From John Thorne, July 28, 2015:

"This just in from Ben Zimmer, a Facebook friend who writes for the Wall 
Street Journal. Important, I think.

You might be interested in another early baseball example -- it's from 
the Jersey Journal from Jersey City (where I live!), written in 1871 but 
recalling a protoball club of the 1830s:

Jersey Journal, Dec. 13, 1871, p. 1, col. 3
"Recollections of a Jersey City Boy, No. 3."
While here let me say to the Champion Base Ball Club, for their 
information, that in eighteen hundred and thirty-six and seven we had a 
base ball club that could not be beaten. It was composed of such men as 
Jerry O'Meara, Peter Bentley, J.C. Morgan, Jos.
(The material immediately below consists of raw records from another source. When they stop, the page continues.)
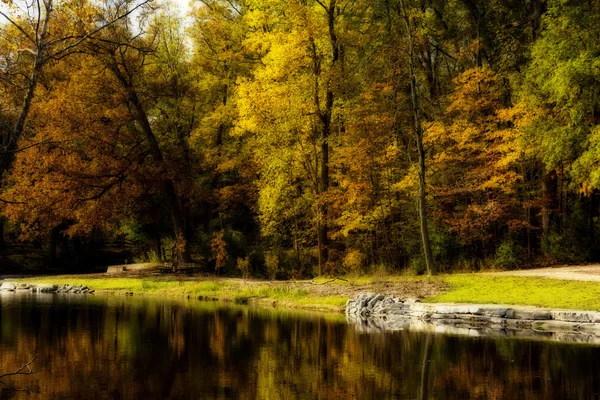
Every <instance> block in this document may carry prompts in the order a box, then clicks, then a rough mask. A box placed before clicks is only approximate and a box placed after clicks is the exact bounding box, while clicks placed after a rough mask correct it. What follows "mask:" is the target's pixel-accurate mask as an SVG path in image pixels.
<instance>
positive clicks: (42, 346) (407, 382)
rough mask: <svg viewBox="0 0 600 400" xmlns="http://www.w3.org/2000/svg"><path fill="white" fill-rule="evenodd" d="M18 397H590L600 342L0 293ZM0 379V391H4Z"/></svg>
mask: <svg viewBox="0 0 600 400" xmlns="http://www.w3.org/2000/svg"><path fill="white" fill-rule="evenodd" d="M0 301H1V305H2V306H1V307H0V359H1V360H2V368H3V369H6V370H9V369H14V368H15V367H18V366H20V365H22V364H23V363H24V362H26V361H27V360H28V359H29V358H31V356H32V355H33V354H36V353H37V354H39V359H38V360H36V363H35V367H34V369H35V370H36V375H35V376H34V377H33V378H32V377H25V378H15V379H13V380H11V383H14V384H15V385H21V386H26V385H28V384H33V389H34V390H33V392H31V393H19V392H17V393H13V394H12V395H11V396H12V397H14V398H28V399H49V398H57V399H92V398H93V399H145V398H146V399H153V398H165V399H166V398H173V399H179V398H194V399H198V398H223V399H225V398H235V399H294V398H303V399H304V398H315V399H346V398H360V399H383V398H400V399H418V398H423V399H428V398H429V399H534V398H543V399H592V398H598V390H599V389H600V387H599V386H600V368H598V367H600V348H597V347H592V346H583V345H573V344H560V343H546V342H535V341H525V340H508V339H502V340H500V339H482V338H465V337H452V336H444V335H433V336H431V335H428V334H425V333H409V332H404V331H402V332H394V333H390V334H361V333H360V332H358V331H357V330H355V329H353V327H352V326H348V325H346V324H345V322H344V320H343V317H340V318H337V317H325V316H319V315H304V314H296V313H290V312H275V311H270V310H256V309H251V308H244V307H226V306H219V305H217V304H214V303H201V302H162V301H156V300H149V299H139V298H114V297H113V298H107V297H101V296H92V297H88V298H83V297H75V296H73V297H67V296H64V297H61V296H52V295H47V296H37V297H33V296H31V295H23V296H14V295H9V296H2V297H0ZM6 396H7V392H0V398H5V397H6Z"/></svg>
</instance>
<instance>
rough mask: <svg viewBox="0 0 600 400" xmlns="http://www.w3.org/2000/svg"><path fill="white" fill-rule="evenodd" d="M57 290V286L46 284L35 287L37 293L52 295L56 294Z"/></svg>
mask: <svg viewBox="0 0 600 400" xmlns="http://www.w3.org/2000/svg"><path fill="white" fill-rule="evenodd" d="M57 290H58V285H47V284H40V285H37V291H38V292H40V293H52V292H56V291H57Z"/></svg>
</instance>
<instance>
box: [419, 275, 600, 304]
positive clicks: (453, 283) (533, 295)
mask: <svg viewBox="0 0 600 400" xmlns="http://www.w3.org/2000/svg"><path fill="white" fill-rule="evenodd" d="M443 280H444V281H445V282H447V283H449V284H450V286H451V288H450V289H449V290H448V291H446V292H444V293H441V294H438V295H436V296H433V297H431V298H428V299H425V301H430V302H449V303H490V304H522V305H532V306H538V307H548V308H571V309H582V310H600V285H599V284H598V283H597V282H585V281H568V280H559V279H551V278H541V277H514V276H502V277H500V276H486V275H479V274H469V275H467V274H464V275H446V276H444V277H443Z"/></svg>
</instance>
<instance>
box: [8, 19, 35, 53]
mask: <svg viewBox="0 0 600 400" xmlns="http://www.w3.org/2000/svg"><path fill="white" fill-rule="evenodd" d="M0 15H1V16H3V17H4V18H6V19H7V20H8V22H10V23H11V24H12V25H14V27H15V28H17V29H18V30H19V32H21V33H22V34H23V35H25V37H26V38H27V40H29V41H30V42H31V44H33V45H34V46H36V47H37V42H36V41H35V40H33V38H32V37H31V36H30V35H29V34H28V33H27V32H26V31H25V29H23V28H22V27H21V25H19V24H17V23H16V22H15V21H13V20H12V19H11V18H10V17H9V16H8V15H6V14H5V13H3V12H2V11H0Z"/></svg>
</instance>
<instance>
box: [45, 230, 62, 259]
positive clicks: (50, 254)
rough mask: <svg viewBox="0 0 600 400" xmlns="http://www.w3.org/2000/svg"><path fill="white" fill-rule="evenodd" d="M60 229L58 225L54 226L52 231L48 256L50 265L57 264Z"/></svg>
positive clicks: (48, 249) (50, 237)
mask: <svg viewBox="0 0 600 400" xmlns="http://www.w3.org/2000/svg"><path fill="white" fill-rule="evenodd" d="M59 231H60V229H59V228H58V227H54V228H52V230H51V231H50V243H49V249H48V258H49V259H50V265H55V264H56V259H57V252H56V250H57V248H58V233H59Z"/></svg>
G. Edge, &c....
I would rather get hit by any member of the club than by Bentley, for he 
was a south-paw or left-hander, and he used to strike and throw an 
unmerciful ball."

Bentley later became the town's mayor.

Sources

Jersey Journal, Dec. 13, 1871, p. 1, col. 3

Warning

John Zinn: It feels to me that the author is conflating a number of different things (his role, for example) into a club that played in the late 1830's.  However even if he is off by 10 years, a club of some kind in the late 1840's would be something new and, as John suggests, important.

Comment

John Zinn: The article in question is the third in a series that appeared in the Evening (Jersey) Journal late in 1871.  I've been able to find the first two (it's not clear if there were any more) and this is the only reference to base ball.  

John Zinn: Found two more articles by our anonymous author, but with a lot of biographical information suggesting very strongly that he is John W. Pangborn who happened to be the brother of the editor and founder of the Evening Journal.